By Carla Mozee

Latin American equity markets dropped Thursday, pressured after China failed to outline plans to expand its economic stimulus package, a move anticipated by investors a day ago as they sent stocks soaring worldwide.

Brazil's Bovespa fell 2.7% to 37,368.93, losing the bulk of its 5.3% surge on Wednesday.

Mexico's IPC fell 2.6% to 17,365.02.

In Buenos Aires, the Merval index dropped 3.1% and Chile's IPSA logged a 2.2% decline.

Among exchange-traded funds, the iShares S&P Latin America 40 Index Fund (ILF) fell 3.6%, halving its gains from Wednesday.

The iShares MSCI Brazil Index Fund (EWZ) fell 2.6% but managed to retain a portion of its 7% advance from Wednesday.

A day ago, stocks around the world rallied after a former Chinese official said Premier Wen Jiabao was considering additional measures to spur economic growth. The country launched a $585 billion stimulus package in November.

But on Thursday, "there was no mention of a second and bigger stimulus plan," wrote analysts at Standard Chartered Group in a report. The premier formally announced China's 2009 growth target of 8%, signaling that there won't be a new round of spending projects.

Projects focused on infrastructure and housing, for example, could benefit some of Latin America's biggest providers of natural resources and related products, as China is the largest consumer for many industrial commodities.

Brazilian steel stocks, which were big winners in Wednesday's rally, were mired in losses Thursday. Shares of Companhia Vale do Rio Doce (RIO), whose key product is iron ore, fell 3.9%. Usiminas shares fell 6.2%, Gerdau (GGB) fell 6.3% and CSN (SID) gave up 6.3%.

Meanwhile, shares of Bovespa heavyweight Petroleo Brasileiro (PBR) fell 1.4%, tracking a decline in crude-oil prices. Investors also positioned themselves ahead of Petrobras' release of quarterly results on Friday, which are expected to decline as oil prices dropped during the fourth quarter.
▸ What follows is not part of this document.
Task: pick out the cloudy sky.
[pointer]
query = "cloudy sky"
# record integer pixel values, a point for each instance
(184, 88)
Petrobras' results are among key figures set for release on Friday. Brazil's industrial production report for January is due, arriving ahead of the country's interest-rate policy meeting next week.

Itaú Securities on Thursday forecast seasonally adjusted growth of 9.4% from December, when manufacturing activity fell 12.4%. Growth in January will likely be led by automotive production, which rose 64.7% compared with the same month a year ago, it said.

"Manufacturing is a key element in GDP trends, and it's really not looking good so far this year, wrote Guilherme da Nóbrega, Itaú's chief economist, in a note Thursday. "The propagation into services, through the labor market, has only just begun. Global trends are not helping."

Itaú said it's revising its macro scenario, which will likely result in a "less cheerful forecast for 2009 GDP growth than our current 1.5%."

The U.S. Labor Department on Friday is expected to report the biggest decline in nonfarm payroll in nearly 60 years. Economists surveyed by MarketWatch expect February payrolls to fall by 650,000, and project the unemployment rate to rise to 8%, from 7.6%.

More evidence that U.S. economic conditions have worsened may bring pain to Mexico's markets on Friday, as the country's own economy is strongly linked with the U.S.

In Mexico City, shares of cement maker Cemex (CX) plunged 15% to 7.01 pesos, its lowest close since late November. The sharp decline prompted a brief trading halt during the session. The shares were hit on reported concerns that company may have to pay interest of 15% on bonds that it plans to issue.

Cemex is seeking to raise proceeds from U.S. dollar-dominated bonds to help refinance a portion of its debt. The company's total debt has swelled $19 billion because of its purchase of Rinker Ltd.

Meanwhile, Mexico's peso fell to 15.394 against the greenback on Thursday, after the country's central bank changed its policy for foreign-exchange intervention. Banxico will begin selling $100 million a day regardless of the exchange rate and said it will offer to sell $300 million at 2% below the rate from the previous session. It previously offered to sell $400 million.

The new strategy will begin Monday and stems from the central bank's efforts to defend the currency, which has been hit in recent months mainly on concerns about the country's economic health.

The change was a "slight tweak" in policy, said analysts at RBC Capital Markets in a note late Thursday. "We believe it will help only slightly in dampening some of the extreme volatility we have seen in USD/MXN, offering up some [dollar] liquidity in a market that has seen a noticeable decline in daily trading," they said.